Los Angeles -- After a three-year delay, a court has opened the way for pretrial investigations to begin in more than 100 lawsuits filed by people claiming they were sexually molested by Roman Catholic priests.
Los Angeles County Superior Court Judge Haley J. Fromholz released the claims for trial after a freeze that stalled discovery and other pretrial investigation.
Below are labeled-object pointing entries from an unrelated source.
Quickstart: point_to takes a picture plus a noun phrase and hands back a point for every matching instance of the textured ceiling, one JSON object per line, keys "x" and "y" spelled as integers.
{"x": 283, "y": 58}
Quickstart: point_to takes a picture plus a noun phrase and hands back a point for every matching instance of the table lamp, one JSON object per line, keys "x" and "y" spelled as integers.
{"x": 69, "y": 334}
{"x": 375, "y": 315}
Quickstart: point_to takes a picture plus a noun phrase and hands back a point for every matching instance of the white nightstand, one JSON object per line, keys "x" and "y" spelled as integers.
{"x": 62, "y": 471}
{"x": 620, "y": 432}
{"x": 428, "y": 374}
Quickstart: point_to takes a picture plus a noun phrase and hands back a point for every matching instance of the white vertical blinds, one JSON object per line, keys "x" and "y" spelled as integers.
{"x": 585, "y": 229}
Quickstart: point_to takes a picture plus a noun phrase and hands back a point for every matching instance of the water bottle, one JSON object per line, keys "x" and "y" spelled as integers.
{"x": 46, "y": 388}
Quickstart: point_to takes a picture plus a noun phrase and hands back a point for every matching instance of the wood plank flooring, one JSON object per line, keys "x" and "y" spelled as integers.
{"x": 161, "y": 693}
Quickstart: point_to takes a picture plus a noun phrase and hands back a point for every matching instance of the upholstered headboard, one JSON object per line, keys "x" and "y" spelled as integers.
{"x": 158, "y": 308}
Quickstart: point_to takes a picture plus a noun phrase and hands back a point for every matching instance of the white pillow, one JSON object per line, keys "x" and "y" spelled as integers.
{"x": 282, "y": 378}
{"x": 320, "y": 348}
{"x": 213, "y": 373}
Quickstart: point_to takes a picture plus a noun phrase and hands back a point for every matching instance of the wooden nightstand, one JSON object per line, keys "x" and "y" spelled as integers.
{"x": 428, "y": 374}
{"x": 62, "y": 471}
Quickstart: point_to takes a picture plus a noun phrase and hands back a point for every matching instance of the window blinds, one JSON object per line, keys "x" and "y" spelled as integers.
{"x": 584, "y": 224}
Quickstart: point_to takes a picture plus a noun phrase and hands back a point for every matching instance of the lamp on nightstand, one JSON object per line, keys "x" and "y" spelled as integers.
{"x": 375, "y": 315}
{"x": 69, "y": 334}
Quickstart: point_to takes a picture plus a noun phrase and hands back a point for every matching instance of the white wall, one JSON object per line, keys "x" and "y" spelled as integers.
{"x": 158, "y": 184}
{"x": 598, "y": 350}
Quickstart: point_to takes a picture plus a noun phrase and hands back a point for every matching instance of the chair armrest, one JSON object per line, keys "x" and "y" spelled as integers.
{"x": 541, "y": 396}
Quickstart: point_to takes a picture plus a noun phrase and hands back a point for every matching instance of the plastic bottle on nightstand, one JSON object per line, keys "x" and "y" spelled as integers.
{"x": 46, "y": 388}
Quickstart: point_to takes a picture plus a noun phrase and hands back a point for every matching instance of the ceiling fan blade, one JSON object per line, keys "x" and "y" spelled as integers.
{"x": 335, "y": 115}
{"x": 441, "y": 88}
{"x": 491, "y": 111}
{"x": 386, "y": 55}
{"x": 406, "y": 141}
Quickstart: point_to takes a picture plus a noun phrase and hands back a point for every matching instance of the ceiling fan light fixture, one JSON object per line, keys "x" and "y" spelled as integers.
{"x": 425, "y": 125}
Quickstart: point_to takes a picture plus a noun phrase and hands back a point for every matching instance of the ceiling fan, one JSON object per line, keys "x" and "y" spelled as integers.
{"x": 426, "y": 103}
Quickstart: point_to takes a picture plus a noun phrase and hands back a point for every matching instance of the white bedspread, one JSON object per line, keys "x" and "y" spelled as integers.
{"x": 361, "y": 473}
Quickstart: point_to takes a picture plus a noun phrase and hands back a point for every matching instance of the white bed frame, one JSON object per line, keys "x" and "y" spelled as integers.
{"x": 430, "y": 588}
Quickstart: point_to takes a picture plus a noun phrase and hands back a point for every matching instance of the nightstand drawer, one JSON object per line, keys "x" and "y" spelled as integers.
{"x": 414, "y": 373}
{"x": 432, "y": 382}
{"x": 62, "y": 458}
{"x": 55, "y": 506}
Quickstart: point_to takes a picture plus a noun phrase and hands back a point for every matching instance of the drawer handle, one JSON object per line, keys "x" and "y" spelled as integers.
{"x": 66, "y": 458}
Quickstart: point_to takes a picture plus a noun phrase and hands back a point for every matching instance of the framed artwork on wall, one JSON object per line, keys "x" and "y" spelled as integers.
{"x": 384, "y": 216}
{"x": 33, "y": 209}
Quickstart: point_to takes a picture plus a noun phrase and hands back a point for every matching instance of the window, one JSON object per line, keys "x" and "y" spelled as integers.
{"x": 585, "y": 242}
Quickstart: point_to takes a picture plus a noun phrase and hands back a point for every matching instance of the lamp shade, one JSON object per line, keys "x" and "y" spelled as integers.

The freeze was imposed as lawyers for victims and the Archdiocese of Los Angeles spent years attempting to settle more than 570 claims, covering 60 years, without trials.
The decision involves 32 priests and only about 20 percent of the claims arising from the church scandal.
Katherine K. Freberg, an Irvine lawyer who represents 41 people who say they are victims, said she sent demands for documents to the church Thursday.
Thirty-three claims have already been settled by religious orders rather than by the archdiocese, and 46 others are near settlement, according to lawyers involved.
"There is only one thing that gets these cases settled: It's having trial dates and full-blown discovery," said M. Ryan DiMaria, a lawyer for several victims. "Therefore this is hugely important."
Without discovery - the subpoenaed production of records, depositions and written documents - "there's no pressure on the defendants to do anything," DiMaria said.
At the heart of the litigation is the claim that the church failed to protect its parishioners from pedophile priests and instead acted to shield the priests from civil and criminal liability.
Cardinal Roger M. Mahony has acknowledged that in the past, problem priests were sent to therapy and then transferred rather than reported to authorities and parishioners. The Catholic Church has since declared a zero tolerance policy on sexual misconduct by priests.
Also this week, a lawyer representing priests won a courthouse victory, persuading Fromholz to bar accusers' access to psychiatric information in church personnel files. The judge found that the documents, generally written communications between the church and health care providers, are confidential. State law prohibits the disclosure of medical treatment for mental and emotional illness without the consent of the patient.
The ruling was made in the case of Lynn Caffoe, who was suspended from the priesthood after sexual abuse claims were filed against him in 1991.